Nominee for the EU’s Top Job Is Weak. That’s Her Strength.
(Bloomberg Opinion) -- Ursula von der Leyen, the nominee for the European Union’s top job, faces a tough confirmation vote in the European Parliament on Tuesday. But her chances are bolstered by the risk that a “no” vote could plunge the EU into an institutional crisis.
Two weeks ago, the European Council, which consists of national leaders, picked von der Leyen to succeed Jean-Claude Juncker as president of the European Commission. It was French President Emmanuel Macron who proposed her as a compromise, after the candidacy of Dutchman Frans Timmermans, backed by German Chancellor Angela Merkel, met with the fierce resistance of some conservative leaders — especially the nationalist prime ministers of Hungary, Poland and the Czech Republic. In his role as the commission’s first vice president, Timmermans, a Social Democrat, was tasked with forcing Poland and Hungary to reverse judiciary reforms that put courts under too much political control — and was remarkably successful given the limited tools at his disposal. Now time had come for revenge, and voila — von der Leyen emerged from out of nowhere as Timmermans’s replacement.
Timmermans’s failure created a serious hurdle for von der Leyen, however.
To get confirmed by the parliament, she needs the votes of three of the four centrist groups there: the center-right European People’s Party, the liberal Renew Europe, the Social Democrats and the Greens. Since the environmentalists rejected von der Leyen after a single meeting, deeming her answers to their questions too weak and vague, the candidate needs to win as many votes as possible from the other three parties, which hold a combined 444 votes in the 751-member legislature.
The EPP has come to terms with von der Leyen’s candidacy — though she’s not Manfred Weber, who leads the group in the parliament and who campaigned hard for the commission presidency, she is, after all, another German conservative.
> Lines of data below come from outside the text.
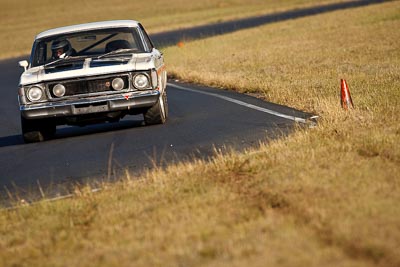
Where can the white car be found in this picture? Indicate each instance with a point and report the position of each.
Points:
(91, 73)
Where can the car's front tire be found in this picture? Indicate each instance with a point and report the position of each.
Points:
(158, 113)
(37, 130)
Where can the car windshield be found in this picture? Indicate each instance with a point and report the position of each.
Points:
(86, 44)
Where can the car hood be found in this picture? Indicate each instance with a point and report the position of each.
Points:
(87, 67)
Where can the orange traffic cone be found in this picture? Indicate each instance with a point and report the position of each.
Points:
(345, 97)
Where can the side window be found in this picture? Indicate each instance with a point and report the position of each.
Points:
(146, 38)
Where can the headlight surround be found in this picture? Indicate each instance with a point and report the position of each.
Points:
(59, 90)
(118, 84)
(34, 93)
(141, 81)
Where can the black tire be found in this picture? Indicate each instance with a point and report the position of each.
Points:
(37, 130)
(158, 113)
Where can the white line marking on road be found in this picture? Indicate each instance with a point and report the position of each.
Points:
(241, 103)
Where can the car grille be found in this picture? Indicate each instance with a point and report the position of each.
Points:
(81, 87)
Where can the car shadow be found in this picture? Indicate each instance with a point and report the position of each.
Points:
(75, 131)
(173, 37)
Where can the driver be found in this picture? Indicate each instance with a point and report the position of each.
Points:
(61, 49)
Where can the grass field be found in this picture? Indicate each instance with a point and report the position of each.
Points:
(327, 196)
(22, 20)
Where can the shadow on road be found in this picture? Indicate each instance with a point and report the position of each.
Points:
(75, 131)
(173, 37)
Weber published a column in the German daily Frankfurter Allgemeine Zeitung that calls on the next commission president to submit to more parliamentary scrutiny; though it doesn’t mention von der Leyen by name, it reads like a rather mild request of the more successful candidate to cooperate.
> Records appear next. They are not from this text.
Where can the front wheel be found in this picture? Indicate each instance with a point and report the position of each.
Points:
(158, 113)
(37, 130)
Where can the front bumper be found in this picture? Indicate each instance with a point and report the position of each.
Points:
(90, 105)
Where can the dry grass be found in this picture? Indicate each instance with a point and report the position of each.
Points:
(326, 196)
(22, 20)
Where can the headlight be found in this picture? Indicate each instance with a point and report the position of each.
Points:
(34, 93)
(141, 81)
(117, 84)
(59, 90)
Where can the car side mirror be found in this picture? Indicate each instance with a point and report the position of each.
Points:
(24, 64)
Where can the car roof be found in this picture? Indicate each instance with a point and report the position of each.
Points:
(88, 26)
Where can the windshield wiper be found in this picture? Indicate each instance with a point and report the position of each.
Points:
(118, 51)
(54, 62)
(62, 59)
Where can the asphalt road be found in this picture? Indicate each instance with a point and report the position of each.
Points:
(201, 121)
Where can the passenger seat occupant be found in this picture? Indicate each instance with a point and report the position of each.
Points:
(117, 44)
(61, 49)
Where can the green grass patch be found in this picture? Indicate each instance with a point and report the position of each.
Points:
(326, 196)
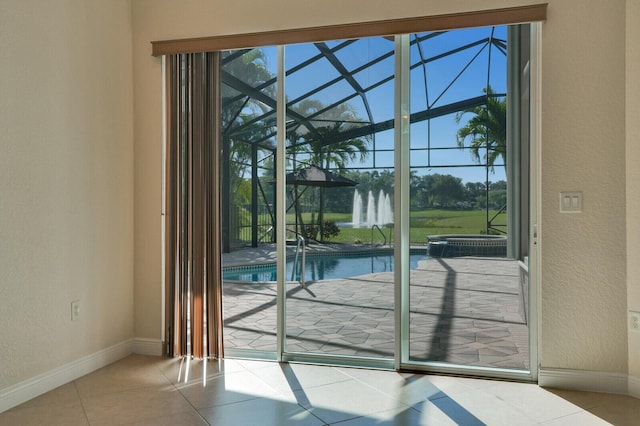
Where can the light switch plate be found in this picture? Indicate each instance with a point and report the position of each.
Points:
(571, 202)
Renew Europe, in which Macron’s party is the main force, sent von der Leyen a list of tame requirements for its “yes” vote (for example, that the group’s Margrethe Vestager get the same powers as Timmermans when she, too, becomes a commission vice president). She will have no trouble committing to them.
But even if the EPP and Renew Europe give her all their votes, she’ll still be 86 votes short of a majority, and she’ll need to get them from Social Democrats. Many of them, however, resent her having been chosen over Timmermans, who had run a strong campaign and was an inch away from the prize. Besides, German Social Democrats, who are part of Merkel’s ruling coalition, feel that von der Leyen has been weak in her current job as defense minister.
The Social Democrats’ letter to van der Leyen is harsh and filled with ambitious demands. It says bluntly that her candidacy is a result of national leaders’ disrespect for the parliament and the so-called Spitzenkandidaten system, under which the commission presidency should go to a party’s “lead candidate” who has campaigned for it and can put together a majority. And it sets out an entire legislative agenda, complete with budgetary commitments to fight climate change and proposals that will prove hard to push through, such as a minimum income tax rate of 18% throughout the EU. “We need to see you make concrete commitments on our key demands or we will not be able to back your candidacy,” the group’s leader, Iratxe Garcia Perez, wrote.
It’s hard to see how von der Leyen, not being a Social Democrat herself, can adopt all four pages of their “key demands.” Her best hope is that it may not be necessary: Many members of the 154-strong group will be wondering about alternatives if they reject her.
If she loses the vote, the European Council will go back to the drawing board, but chances that Timmermans’s candidacy will be revived are slim because of eastern Europeans’ stiff opposition. It’s not clear what the Social Democrats would gain from the likely emergence of another surprise candidate, likely from the EPP, which is the strongest party in parliament. Besides, von der Leyen is a woman, and gender balance in the EU leadership is one of the Social Democrats' most important demands. It’s not worth setting up a confrontation with the national leaders when the parliament has no consensus candidate to offer — and it missed the chance to do so last month because of interparty squabbling.
The vote count is still tight for von der Leyen, but the dynamic of compromise is behind her, and it’s usually the EU’s most powerful driving force. She’s not being picked for her command of policy — she’s barely had time to get into the issues — or for her political skill in hammering out deals with the various parliamentary groups. She’s a strong candidate because all the more obvious candidates, some stronger than her, have been eliminated in round after round of backroom dealing.
If she squeaks through, that’s not a great hand with which to start a game. But then, the national leaders appear content to run the EU with as little input as possible from the Brussels superstructure, and a weak leader at the commission is probably just what they want.
This column does not necessarily reflect the opinion of the editorial board or Bloomberg LP and its owners.
Leonid Bershidsky is Bloomberg Opinion's Europe columnist. He was the founding editor of the Russian business daily Vedomosti and founded the opinion website Slon.ru.